Serotonin is a key element in the etiology and the therapy of depression and anxiety.19 Stress increases serotonin synthesis, by means of the hypothalamic-pituitary-adrenal axis and the sympathetic nervous system, and stimulates somatodendritic as well as nerve terminal release of serotonin.20 Fluoxetine is a SSRI used to treat depression which affects serotonin levels in the brain. Tricyclic antidepressants generally are not the first choice for the treatment of depression because of severe side effects, including blurred vision, decreased libido, dizziness, dry mouth, hypertension, increased heart rate, nausea, etc. Therefore, selective SSRI are replacing the place.

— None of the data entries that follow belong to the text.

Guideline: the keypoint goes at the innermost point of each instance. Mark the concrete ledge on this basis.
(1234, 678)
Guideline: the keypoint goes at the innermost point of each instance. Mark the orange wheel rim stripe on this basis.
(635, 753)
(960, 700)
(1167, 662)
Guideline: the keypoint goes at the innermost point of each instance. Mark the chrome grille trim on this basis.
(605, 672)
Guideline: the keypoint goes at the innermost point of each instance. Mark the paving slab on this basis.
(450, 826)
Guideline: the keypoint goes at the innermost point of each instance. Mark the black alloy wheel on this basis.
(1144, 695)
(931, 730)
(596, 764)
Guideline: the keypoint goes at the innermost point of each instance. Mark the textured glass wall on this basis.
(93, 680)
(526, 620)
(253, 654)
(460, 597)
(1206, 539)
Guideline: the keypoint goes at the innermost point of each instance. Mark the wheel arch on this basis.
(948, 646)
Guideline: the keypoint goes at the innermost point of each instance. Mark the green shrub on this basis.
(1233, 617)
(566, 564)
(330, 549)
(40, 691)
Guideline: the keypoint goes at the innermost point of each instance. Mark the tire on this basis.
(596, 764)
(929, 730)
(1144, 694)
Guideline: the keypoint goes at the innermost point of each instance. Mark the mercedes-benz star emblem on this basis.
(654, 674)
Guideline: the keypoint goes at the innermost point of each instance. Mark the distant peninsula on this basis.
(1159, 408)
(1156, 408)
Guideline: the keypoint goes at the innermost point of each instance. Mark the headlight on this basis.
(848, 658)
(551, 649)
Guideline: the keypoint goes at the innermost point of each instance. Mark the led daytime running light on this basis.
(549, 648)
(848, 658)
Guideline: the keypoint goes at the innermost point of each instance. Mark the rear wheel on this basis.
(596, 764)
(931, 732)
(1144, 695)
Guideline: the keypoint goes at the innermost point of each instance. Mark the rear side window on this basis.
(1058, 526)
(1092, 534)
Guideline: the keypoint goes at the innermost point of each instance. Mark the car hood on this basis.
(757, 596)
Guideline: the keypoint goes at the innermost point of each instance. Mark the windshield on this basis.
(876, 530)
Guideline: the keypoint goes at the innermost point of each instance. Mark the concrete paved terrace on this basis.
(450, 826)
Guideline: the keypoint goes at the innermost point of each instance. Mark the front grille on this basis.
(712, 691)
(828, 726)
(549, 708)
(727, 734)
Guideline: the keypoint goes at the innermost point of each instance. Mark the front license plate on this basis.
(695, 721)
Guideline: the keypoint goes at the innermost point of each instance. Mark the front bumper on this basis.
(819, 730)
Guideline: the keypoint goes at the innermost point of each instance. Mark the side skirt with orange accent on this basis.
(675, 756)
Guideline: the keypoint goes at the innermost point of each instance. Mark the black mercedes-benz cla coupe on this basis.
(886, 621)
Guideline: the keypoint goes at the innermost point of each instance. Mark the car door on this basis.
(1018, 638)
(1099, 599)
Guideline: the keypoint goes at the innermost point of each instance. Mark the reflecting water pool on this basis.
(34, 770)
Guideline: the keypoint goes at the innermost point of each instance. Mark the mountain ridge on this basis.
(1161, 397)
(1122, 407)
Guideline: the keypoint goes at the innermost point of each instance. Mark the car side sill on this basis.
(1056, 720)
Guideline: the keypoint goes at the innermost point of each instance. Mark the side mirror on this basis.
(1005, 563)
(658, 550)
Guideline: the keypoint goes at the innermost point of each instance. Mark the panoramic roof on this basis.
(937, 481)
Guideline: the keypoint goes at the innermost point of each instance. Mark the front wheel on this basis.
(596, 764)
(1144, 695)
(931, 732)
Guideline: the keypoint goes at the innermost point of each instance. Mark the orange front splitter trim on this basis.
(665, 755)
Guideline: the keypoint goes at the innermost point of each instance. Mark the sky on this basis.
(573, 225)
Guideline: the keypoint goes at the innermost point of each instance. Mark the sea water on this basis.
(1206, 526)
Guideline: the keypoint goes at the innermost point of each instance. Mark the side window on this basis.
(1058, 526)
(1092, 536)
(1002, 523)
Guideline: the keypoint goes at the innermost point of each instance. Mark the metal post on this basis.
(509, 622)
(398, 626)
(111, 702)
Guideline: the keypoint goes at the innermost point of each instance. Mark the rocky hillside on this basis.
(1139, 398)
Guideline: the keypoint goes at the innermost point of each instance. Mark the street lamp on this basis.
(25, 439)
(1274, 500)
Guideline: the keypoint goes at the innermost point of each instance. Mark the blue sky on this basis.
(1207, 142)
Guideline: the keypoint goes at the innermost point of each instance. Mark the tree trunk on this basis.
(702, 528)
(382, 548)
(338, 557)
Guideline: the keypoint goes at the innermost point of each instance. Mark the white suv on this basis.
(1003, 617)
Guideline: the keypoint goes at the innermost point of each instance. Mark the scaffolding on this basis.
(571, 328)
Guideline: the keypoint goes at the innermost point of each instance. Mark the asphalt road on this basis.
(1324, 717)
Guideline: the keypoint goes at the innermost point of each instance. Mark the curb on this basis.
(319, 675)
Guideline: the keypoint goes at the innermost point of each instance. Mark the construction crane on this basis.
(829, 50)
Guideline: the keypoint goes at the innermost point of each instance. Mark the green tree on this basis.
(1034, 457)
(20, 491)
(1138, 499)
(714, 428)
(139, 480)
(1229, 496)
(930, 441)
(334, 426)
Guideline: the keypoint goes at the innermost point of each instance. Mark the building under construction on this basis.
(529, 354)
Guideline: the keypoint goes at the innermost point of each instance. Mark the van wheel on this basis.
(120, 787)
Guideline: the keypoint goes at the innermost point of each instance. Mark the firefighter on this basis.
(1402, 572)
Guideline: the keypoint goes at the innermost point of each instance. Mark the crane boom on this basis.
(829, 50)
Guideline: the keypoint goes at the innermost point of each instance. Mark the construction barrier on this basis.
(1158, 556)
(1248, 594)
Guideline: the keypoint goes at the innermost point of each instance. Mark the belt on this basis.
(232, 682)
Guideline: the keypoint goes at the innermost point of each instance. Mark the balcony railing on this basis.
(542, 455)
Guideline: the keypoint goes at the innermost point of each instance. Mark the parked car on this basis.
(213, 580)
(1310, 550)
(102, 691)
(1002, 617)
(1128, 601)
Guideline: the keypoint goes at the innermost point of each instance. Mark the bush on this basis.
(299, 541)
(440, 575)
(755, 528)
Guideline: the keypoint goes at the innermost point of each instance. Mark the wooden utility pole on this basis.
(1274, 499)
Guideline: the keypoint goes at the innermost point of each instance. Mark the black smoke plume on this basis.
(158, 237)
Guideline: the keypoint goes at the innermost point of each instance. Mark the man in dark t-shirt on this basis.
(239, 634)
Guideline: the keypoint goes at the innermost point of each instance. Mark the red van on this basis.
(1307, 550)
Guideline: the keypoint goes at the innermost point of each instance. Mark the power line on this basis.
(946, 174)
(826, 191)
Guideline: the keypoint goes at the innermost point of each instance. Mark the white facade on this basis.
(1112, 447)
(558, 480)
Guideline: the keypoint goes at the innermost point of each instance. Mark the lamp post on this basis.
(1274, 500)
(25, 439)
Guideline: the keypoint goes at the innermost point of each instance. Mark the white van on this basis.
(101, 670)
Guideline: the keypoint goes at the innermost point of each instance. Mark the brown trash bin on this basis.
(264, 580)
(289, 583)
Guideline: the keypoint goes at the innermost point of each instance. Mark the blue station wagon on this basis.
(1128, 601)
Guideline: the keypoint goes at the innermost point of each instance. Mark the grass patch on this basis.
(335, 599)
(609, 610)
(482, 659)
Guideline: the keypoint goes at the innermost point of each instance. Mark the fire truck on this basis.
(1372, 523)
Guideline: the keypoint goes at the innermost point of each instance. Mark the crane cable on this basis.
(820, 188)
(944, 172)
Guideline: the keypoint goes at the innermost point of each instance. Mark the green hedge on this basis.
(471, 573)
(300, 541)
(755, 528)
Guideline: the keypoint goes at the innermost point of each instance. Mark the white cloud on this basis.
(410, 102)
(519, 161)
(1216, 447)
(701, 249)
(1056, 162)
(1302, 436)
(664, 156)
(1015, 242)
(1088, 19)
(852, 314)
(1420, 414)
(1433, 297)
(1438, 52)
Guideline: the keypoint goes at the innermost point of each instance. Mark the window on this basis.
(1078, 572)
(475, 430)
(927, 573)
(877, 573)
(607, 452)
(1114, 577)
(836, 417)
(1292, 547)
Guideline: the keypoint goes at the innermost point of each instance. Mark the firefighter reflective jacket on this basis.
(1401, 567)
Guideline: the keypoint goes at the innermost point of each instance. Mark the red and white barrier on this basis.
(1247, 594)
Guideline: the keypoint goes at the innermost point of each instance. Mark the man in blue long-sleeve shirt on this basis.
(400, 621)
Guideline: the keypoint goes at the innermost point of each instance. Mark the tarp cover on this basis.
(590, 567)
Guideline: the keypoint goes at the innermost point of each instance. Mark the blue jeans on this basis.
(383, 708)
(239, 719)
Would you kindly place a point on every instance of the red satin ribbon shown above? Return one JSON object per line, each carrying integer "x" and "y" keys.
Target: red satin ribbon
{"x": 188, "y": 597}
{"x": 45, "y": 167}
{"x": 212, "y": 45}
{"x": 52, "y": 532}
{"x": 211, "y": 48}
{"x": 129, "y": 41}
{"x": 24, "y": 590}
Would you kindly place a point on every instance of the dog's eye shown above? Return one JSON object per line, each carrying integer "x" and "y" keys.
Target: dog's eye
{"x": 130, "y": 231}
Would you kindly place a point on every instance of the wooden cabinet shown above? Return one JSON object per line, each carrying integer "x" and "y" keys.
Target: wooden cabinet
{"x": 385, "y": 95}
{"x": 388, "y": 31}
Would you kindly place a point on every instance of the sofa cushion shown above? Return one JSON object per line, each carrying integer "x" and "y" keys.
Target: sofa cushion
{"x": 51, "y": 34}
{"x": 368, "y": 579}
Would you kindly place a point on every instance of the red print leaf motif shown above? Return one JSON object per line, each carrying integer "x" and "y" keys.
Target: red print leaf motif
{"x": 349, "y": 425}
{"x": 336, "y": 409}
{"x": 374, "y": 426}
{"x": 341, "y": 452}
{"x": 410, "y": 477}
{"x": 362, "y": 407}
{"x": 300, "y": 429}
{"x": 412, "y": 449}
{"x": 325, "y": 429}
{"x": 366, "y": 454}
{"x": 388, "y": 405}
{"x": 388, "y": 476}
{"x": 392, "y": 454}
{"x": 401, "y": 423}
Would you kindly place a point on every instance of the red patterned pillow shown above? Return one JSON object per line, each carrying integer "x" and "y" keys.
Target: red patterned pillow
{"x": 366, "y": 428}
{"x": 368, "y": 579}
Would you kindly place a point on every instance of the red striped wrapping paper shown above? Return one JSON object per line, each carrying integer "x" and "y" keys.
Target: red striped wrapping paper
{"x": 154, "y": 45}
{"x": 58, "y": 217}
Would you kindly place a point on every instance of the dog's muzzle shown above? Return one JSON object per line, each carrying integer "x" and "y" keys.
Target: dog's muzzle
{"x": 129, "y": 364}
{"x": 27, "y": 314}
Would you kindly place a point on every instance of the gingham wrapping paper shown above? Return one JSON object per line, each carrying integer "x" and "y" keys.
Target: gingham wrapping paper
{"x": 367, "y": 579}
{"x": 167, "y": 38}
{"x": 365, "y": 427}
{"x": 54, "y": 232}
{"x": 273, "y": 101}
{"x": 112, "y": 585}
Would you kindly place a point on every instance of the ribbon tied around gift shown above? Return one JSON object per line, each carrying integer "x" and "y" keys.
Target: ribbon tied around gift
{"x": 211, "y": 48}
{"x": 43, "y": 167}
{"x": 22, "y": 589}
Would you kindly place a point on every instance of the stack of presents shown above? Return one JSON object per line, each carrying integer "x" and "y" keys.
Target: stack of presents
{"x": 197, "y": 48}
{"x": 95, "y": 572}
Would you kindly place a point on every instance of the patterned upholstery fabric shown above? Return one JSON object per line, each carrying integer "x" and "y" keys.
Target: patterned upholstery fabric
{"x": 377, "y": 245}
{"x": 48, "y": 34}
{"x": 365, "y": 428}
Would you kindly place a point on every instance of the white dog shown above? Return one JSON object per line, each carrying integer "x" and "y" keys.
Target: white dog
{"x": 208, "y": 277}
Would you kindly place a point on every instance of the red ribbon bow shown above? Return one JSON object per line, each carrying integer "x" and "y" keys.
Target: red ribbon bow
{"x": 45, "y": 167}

These 42 men with difficult CP/CPPS demonstrated significant amelioration of chronic prostatitis-related symptoms by fluoxetine. Significant improvements of the average total CPSI score, as well as the separate domains of pain, urinary, and QOL subscores, were observed at as early as the 4th week post initiation of SSRI therapy, and the effects persisted to the end of the study (12th week). More than 70% of patients experienced a greater than 50% decrease in the NIH-CPSI score at 12th week. More than 60% of patients noted a marked improvement on the SGA (patient perceived at least a 75% improvement in subjective symptoms compared with baseline). We also assessed the depression using BDI and found that the BDI score was isochronously decreased with total CPSI score and CPSI subscore. In particular, we found some positive correlations between BDI score and total CPSI, pain subscore, urinary subscore, and QOL subscore. Those results demonstrated that amelioration of difficult CP/CPPS-related symptoms could be related to a decrease in depressive symptoms (BDI score).
Our study, which had standardized inclusion/exclusion criteria, and had been followed up using validated outcome parameters assessments, evaluated the potential clinical benefits of fluoxetine in difficult CP/CPPS patients. The data revealed a statistically significant decrease in NIH-CPCI score. The short points of the present study include a relatively small population size and a lack of placebo control group. Despite these limitations, however, the results of the study proved that fluoxetine could provide clinical benefits in terms of symptom amelioration and QOL improvement in refractory CP/CPPS patients, while need further larger, placebo-controlled trials to confirm its effects.
Acknowledgments: We would like to thank Dr. MAN Xiao-yong for helping with the statistical analysis.